Saltiamo a oggi: ti piace Zerocalcare?
Non conosco tutto quello che ha fatto, ho letto alcune cose. È molto meno di rottura e di avanguardia di quello che sembri, ma a me sembra bravo, non mi dispiace, almeno parlo de La profezia dell’armadillo. Ho l’impressione che sia una sorta di nipotino di Andrea Pazienza. Che faccia un’operazione simile, con una differenza: che Andrea Pazienza aveva un talento smisurato nel disegno, mentre Rech è bravo a disegnare, ma Pazienza era un’altra cosa.

 

Hanno in comune una grande attenzione ai coetanei, alla loro generazione, ai dubbi, ai problemi, e la capacità di esprimerli bene. In questo, onore al merito.

 

Vittorio: c’è qualcosa che ti fa paura oggi?
Mi spaventa la situazione politica. Non riconoscere alcuni segni di deriva che secondo me in altri anni si sono già verificati. Non in un copia e incolla, intendiamoci, è tutto molto diverso. Però questa idea che si possano risolvere i propri problemi identificando un nemico, è qualcosa che che io credo sia già successo: ed è qualcosa che ha degli esiti terribili, se viene percorso con sufficiente tenacia. 

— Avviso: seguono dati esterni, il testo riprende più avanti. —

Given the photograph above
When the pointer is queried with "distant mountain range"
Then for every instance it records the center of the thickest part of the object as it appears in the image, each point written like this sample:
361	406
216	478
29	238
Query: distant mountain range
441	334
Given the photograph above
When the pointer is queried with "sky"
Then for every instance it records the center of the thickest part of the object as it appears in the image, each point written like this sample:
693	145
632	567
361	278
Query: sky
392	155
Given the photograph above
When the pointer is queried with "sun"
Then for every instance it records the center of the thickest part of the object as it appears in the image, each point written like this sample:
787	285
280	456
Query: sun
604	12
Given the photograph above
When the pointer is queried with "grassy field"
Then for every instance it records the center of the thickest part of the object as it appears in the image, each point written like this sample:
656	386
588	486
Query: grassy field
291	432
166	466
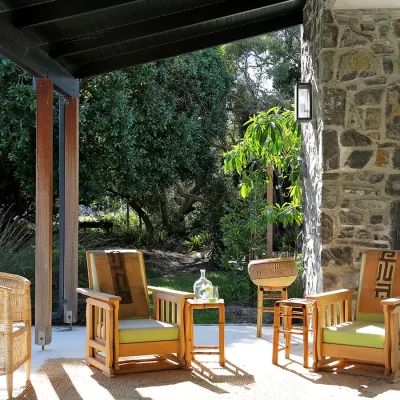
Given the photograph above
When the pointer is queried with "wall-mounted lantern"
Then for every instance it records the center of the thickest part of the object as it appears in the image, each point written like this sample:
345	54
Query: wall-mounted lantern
303	102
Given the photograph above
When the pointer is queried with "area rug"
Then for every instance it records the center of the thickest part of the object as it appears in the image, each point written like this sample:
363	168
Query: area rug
249	376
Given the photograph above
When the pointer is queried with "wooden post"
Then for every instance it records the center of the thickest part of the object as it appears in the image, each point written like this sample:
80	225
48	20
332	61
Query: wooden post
71	209
270	199
44	210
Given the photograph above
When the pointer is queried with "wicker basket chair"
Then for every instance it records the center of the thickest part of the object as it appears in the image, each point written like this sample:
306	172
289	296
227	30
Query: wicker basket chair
15	326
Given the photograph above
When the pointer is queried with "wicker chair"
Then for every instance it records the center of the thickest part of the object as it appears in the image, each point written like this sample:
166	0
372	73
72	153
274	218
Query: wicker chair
15	326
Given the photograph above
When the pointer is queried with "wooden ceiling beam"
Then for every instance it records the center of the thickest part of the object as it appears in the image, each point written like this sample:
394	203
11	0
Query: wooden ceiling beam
172	49
25	53
52	11
142	28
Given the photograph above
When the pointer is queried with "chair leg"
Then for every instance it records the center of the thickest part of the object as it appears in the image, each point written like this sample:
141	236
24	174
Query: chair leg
28	370
9	378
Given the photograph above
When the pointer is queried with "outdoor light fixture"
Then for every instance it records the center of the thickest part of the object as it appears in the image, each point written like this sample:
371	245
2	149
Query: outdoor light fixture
303	102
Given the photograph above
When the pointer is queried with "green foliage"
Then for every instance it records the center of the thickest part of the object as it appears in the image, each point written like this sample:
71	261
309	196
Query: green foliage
148	128
271	139
197	241
16	244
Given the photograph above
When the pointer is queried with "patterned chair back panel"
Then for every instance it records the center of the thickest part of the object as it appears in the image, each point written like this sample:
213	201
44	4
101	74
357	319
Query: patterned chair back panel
379	279
17	286
121	273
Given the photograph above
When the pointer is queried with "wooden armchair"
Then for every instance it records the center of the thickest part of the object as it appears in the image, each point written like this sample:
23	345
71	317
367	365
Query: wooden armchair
15	326
118	318
373	335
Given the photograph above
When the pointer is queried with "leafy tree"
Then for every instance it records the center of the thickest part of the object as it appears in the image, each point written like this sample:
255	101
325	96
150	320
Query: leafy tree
271	139
17	136
149	134
265	69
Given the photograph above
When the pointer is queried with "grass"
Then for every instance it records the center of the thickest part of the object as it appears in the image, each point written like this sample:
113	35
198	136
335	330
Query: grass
222	279
234	287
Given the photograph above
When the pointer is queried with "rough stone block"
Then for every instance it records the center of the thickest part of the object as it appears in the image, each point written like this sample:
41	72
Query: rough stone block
361	191
393	112
355	118
330	150
393	185
339	256
345	204
330	196
382	158
326	228
352	138
373	118
376	219
396	158
383	31
346	233
351	218
367	27
334	106
357	64
396	27
370	177
383	47
374	135
395	225
387	65
359	159
368	97
363	234
327	65
375	81
329	36
351	38
370	205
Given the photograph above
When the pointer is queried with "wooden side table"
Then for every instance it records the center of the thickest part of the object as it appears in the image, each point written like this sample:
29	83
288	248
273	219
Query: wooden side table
286	311
190	349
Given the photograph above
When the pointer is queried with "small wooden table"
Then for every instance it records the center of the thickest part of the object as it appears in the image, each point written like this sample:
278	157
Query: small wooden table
190	349
287	310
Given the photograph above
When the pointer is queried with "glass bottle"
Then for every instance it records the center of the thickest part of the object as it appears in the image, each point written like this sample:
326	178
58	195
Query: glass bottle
203	287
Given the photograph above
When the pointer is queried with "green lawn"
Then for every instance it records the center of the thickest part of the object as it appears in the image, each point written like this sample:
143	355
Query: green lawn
227	282
233	287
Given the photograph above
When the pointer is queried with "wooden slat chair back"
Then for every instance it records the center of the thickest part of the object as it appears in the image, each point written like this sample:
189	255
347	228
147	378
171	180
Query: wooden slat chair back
372	336
121	274
119	325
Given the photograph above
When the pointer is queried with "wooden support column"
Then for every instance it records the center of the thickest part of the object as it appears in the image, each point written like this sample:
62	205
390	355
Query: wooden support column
270	199
44	210
71	208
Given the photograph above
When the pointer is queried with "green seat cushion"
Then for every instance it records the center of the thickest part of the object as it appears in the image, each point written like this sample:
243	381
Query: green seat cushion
146	330
356	333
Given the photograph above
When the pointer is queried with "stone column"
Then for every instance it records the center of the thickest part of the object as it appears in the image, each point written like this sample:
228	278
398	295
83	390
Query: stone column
351	150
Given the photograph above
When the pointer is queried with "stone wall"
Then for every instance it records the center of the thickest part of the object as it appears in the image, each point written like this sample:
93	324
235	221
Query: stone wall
355	192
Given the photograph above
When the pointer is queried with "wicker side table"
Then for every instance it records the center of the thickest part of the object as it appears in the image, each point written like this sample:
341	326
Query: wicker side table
190	349
286	311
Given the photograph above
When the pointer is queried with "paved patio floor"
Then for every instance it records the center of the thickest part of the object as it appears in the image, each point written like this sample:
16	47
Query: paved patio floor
288	381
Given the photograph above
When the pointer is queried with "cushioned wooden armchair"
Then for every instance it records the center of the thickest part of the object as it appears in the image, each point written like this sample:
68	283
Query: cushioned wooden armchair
373	335
15	326
118	322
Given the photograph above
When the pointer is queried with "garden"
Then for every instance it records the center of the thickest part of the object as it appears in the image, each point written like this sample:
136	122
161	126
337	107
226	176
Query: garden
174	160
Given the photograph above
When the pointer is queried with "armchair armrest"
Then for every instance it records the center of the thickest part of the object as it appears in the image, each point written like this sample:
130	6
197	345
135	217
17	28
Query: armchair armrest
333	296
98	295
177	293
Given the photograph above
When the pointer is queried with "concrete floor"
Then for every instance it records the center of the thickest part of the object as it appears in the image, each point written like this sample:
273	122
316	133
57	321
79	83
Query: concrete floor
71	344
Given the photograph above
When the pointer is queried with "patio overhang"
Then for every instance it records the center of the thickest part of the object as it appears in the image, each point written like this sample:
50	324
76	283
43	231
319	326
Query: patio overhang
59	42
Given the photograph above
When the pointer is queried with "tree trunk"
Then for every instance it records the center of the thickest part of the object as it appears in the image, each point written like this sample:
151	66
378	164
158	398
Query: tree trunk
164	209
142	214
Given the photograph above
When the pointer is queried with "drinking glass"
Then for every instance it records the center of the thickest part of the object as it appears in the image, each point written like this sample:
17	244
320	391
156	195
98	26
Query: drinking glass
214	295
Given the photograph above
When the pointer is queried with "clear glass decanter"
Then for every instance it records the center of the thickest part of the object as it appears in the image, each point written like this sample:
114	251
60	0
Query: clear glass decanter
203	287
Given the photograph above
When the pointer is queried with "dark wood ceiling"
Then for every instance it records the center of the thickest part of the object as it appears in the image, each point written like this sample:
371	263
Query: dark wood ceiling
69	39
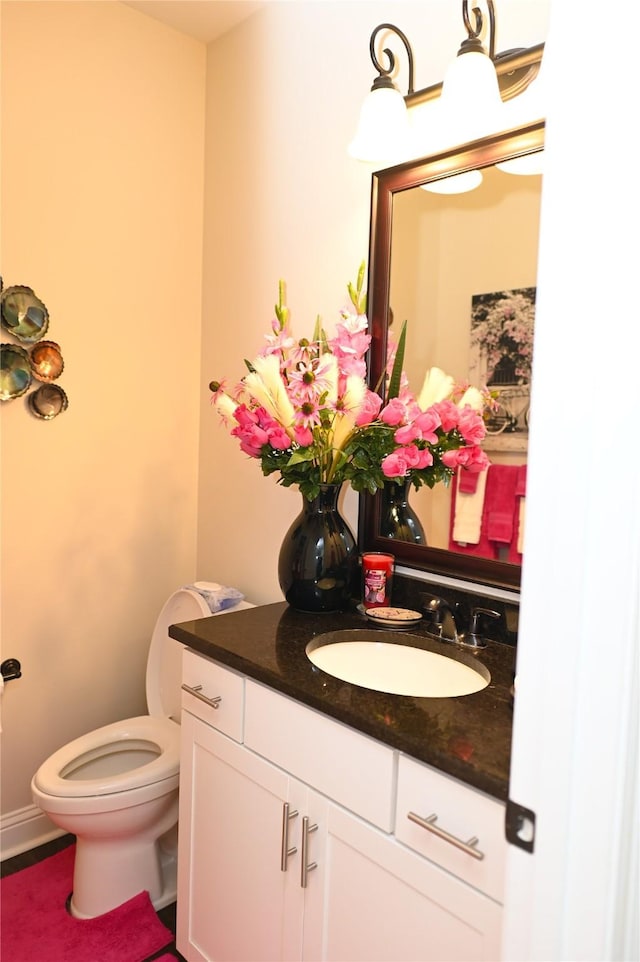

Non è un fenomeno solo italiano poi
È questa onda generale che sta alzandosi in Europa, di cambiamento dell’opinione pubblica, che sembra ignorare quello che è già successo. Veder rinascere i nazionalismi è qualcosa che veramente mi spaventa. Non solo mi spaventa, ma mi fa immaginare complicazioni pesanti nella mia vita professionale, perché io sono assolutamente un autore europeo. Lo sono di cultura, di formazione, di mercato. C’è una sorta di onda che è difficilissimo arrestare temo. Io farò del mio meglio, per quel che posso. Ma io faccio solo fumetti.